Architectural simulation has become the critical bottleneck limiting design space exploration for high-performance computing systems. Modern GPUs and AI accelerators -- with hundreds to thousands of tightly-coupled components -- demand simulation frameworks that deliver efficient parallelism and scalable single-node execution. Existing frameworks fall short: SST focuses on multi-node MPI scalability but struggles with intra-node scaling, while GPGPU-Sim remains largely single-threaded. Critically, none expose a mechanism for users to optimize threading for their specific workloads. We introduce ACALSim, a scalable parallel simulation framework providing infrastructure and APIs for building high-performance simulators -- timing-model accuracy remains the responsibility of simulator developers. Its key innovation is a pluggable thread-management architecture that lets developers implement custom scheduling strategies tailored to specific simulation patterns, absent in existing frameworks. Complementing it are (1) event-driven execution with fast-forward to eliminate idle-cycle overhead, (2) a shared-memory data model enabling zero-copy communication, and (3) a two-phase parallel execution model for deterministic thread scaling. We demonstrate ACALSim through HPCSim, a GPU simulator targeting A100-class architectures. Against an SST implementation using identical shared timing cores to isolate framework overhead, ACALSim achieves over 14x speedup with 41% lower memory footprint; hardware validation confirms 0.72--1.22x cycle-count correlation with A100 measurements. While SST fails to complete 256+ thread-block workloads within practical time limits, ACALSim simulates full LLaMA transformer layers (single block) in 17.7 minutes for LLaMA-7B and 30.4 minutes for LLaMA-13B -- enabling design space exploration that SST cannot achieve.
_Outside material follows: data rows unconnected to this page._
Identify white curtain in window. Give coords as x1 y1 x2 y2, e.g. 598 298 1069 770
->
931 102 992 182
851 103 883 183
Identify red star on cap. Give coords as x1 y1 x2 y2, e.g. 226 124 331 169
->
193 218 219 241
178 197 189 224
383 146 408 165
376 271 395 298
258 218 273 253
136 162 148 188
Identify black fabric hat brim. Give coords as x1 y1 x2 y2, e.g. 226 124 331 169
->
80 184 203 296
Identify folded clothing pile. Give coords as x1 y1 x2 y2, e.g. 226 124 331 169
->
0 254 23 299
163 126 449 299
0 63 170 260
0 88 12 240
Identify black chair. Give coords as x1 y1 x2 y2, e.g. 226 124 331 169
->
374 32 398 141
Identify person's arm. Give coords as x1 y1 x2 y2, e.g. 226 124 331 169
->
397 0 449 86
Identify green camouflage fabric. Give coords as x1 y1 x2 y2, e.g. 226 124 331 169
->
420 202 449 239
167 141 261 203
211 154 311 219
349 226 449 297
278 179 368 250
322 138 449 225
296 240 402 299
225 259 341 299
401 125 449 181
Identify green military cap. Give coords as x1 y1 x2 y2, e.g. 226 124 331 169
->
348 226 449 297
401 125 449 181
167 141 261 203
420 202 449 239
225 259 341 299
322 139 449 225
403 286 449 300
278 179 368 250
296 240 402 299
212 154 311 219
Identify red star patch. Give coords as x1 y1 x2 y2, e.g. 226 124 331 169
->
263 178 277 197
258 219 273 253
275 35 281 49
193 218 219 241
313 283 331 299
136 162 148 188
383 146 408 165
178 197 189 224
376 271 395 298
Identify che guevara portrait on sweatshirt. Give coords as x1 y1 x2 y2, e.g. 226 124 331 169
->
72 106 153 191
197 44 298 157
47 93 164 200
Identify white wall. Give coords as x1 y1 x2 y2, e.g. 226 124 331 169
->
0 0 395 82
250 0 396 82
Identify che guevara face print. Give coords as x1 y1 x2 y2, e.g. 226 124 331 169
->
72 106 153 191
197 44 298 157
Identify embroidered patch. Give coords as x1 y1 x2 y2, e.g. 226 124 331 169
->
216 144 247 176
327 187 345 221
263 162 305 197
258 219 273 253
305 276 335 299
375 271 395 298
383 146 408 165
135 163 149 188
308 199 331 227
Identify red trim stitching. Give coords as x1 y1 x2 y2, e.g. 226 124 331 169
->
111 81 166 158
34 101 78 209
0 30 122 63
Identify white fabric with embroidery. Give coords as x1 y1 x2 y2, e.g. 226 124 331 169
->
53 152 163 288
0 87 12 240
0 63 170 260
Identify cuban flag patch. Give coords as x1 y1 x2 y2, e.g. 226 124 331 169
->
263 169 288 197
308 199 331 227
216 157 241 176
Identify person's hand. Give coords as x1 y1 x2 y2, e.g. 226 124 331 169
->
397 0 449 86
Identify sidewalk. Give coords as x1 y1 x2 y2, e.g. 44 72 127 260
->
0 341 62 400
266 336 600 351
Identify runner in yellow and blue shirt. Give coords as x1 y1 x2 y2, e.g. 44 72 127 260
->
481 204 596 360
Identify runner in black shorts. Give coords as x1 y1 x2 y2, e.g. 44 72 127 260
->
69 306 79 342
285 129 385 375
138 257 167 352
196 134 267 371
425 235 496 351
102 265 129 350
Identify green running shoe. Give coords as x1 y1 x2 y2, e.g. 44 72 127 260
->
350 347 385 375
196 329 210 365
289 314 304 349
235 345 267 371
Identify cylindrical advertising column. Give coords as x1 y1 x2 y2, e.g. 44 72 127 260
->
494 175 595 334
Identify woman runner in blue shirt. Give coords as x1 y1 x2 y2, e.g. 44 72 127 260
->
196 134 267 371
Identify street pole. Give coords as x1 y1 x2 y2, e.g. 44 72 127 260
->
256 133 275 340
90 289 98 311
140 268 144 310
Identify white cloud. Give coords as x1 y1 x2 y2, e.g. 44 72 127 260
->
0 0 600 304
翻译：体系结构仿真已成为限制高性能计算系统设计空间探索的关键瓶颈。现代GPU与AI加速器——包含数百至数千个紧密耦合的组件——要求仿真框架具备高效并行性与可扩展的单节点执行能力。现有框架存在不足：SST侧重于多节点MPI可扩展性，但难以实现节点内扩展；而GPGPU-Sim仍主要采用单线程执行。关键在于，这些框架均未提供让用户针对特定工作负载优化线程编排的机制。我们提出ACALSim——一个可扩展的并行仿真框架，为构建高性能仿真器提供基础设施与应用程序接口（时序模型精度仍由仿真器开发者负责）。其核心创新在于可插拔的线程管理架构，允许开发者针对特定仿真模式实现自定义调度策略——这是现有框架所缺失的能力。配套机制包括：(1) 结合快速转发的事件驱动执行，消除空闲周期开销；(2) 支持零拷贝通信的共享内存数据模型；(3) 实现确定性线程扩展的两阶段并行执行模型。我们通过面向A100级架构的GPU仿真器HPCSim对ACALSim进行验证。与采用相同共享时序核心以隔离框架开销的SST实现相比，ACALSim实现超过14倍加速比，内存占用降低41%；硬件验证表明其与A100实测结果的周期计数相关性为0.72-1.22倍。当SST无法在合理时间内完成包含256个以上线程块的工作负载时，ACALSim可在17.7分钟（LLaMA-7B）和30.4分钟（LLaMA-13B）内仿真完整LLaMA Transformer层（单块）——实现了SST无法企及的设计空间探索能力。